As an animal-loving nation, it is hard to believe that a blunder in national printing press during the outbreak of the Second World War led to the destruction of 750,000 British household pets in less than a week.

It is not hard, however, to imagine why the mass culling of pets during this time is scarcely reported or talked about, with the extent of human death and hardship prevailing over other wartime news. Also, being such an uncharacteristic act of animal destruction for the nation, is it likely a degree of guilt or embarrassment still exists?

With the outbreak of WWII in 1939, the government and National Air-Raid Precautions Committee released a pamphlet instructing all British citizens to ‘kindly destroy’ their family pets if they could not be cared for by neighbours or alternate means in the state of an emergency.

The pamphlet, perhaps intended to ease the panicked minds of Britons during wartime when food and provisions were scarce, resulted in even greater panic, causing many to abandon their cats and dogs or have them immediately euthanised.

Battersea Dogs and Cats Home was one establishment whose doors these domestic pets were dumped outside during the period of hysteria. Those working at the RSPCA reported that ‘their primary task [had become] the destruction of animals,’ as people went off to war, had their homes destroyed or could no longer afford the ‘luxury’ of a pet.

In London alone, some 400,000 animals were taken to veterinary surgeries or animal care shelters to be exterminated in advance of war, while all the exotic animals (many of which were endangered) at London Zoo were also put to death.

The pamphlet, which read: ‘If at all possible, send or take your household animals into the country [...] if you cannot place them in the care of neighbours, it really is kindest to have them destroyed’ was taken quite literally by scared Britons, even more so when the Blitz bombings began in 1940.

Those directly affected by the orders of the national pamphlet have spoken out about the horrors of the time, when people no longer felt they could feed or care for their beloved pets in the face of rationing and disaster.
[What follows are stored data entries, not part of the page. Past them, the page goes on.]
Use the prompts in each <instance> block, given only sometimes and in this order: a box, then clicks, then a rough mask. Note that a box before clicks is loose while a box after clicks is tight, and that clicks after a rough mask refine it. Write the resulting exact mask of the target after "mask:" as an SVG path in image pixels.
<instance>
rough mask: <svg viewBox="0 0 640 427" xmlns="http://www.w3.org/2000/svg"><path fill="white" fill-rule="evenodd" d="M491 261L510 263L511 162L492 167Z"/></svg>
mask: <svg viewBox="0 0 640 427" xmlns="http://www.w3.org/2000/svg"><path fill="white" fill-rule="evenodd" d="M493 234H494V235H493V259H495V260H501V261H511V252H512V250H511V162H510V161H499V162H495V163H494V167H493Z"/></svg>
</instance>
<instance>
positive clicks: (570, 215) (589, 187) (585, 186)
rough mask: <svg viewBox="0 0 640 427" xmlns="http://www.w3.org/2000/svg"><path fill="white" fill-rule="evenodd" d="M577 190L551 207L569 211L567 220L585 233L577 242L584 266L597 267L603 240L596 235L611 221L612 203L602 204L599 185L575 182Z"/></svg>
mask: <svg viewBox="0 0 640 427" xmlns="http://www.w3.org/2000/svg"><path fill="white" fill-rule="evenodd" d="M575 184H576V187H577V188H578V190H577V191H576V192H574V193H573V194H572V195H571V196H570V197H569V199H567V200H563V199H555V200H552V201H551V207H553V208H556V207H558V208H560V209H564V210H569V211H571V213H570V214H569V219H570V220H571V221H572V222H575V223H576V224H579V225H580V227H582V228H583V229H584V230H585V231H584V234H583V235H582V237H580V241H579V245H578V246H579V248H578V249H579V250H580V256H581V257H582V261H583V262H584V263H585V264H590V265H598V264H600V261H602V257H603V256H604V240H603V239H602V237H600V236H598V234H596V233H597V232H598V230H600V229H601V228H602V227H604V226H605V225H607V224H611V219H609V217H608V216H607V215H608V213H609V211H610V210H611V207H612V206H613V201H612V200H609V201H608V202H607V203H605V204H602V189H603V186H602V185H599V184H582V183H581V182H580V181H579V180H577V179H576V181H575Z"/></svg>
Clare Campbell, the author of a topical book, Bonzo’s War: Animals Under Fire, discusses the sad story of her uncle who, following news of the invasion of Poland, decided to immediately euthanize the family pet, Paddy.

Such was the extent of people’s sorrow for their acts of killing that many animal headstones were engraved with the words ‘please forgive us.'

While the government eventually tried to back-track, realising too late what its careless words had begun, the seed had already been sown and the mass destruction continued. Those that did not have their animals put down but were ashamed to keep them, thinking them too much of an extravagance during wartime, had them sent abroad to help in the war effort. It is likely they died in a far worse way than had they been euthanised at home, but some argue this handful did not die in vain.

The expression ‘all’s fair in love and war’ implies that with everything else going on, the death of a few animals was neither here nor there. While the destruction of domestic pets was inevitable during six long years of war, the scale of it was unimaginable and, had the pamphlet taken a different approach to the issue, far fewer family pets would surely have been killed.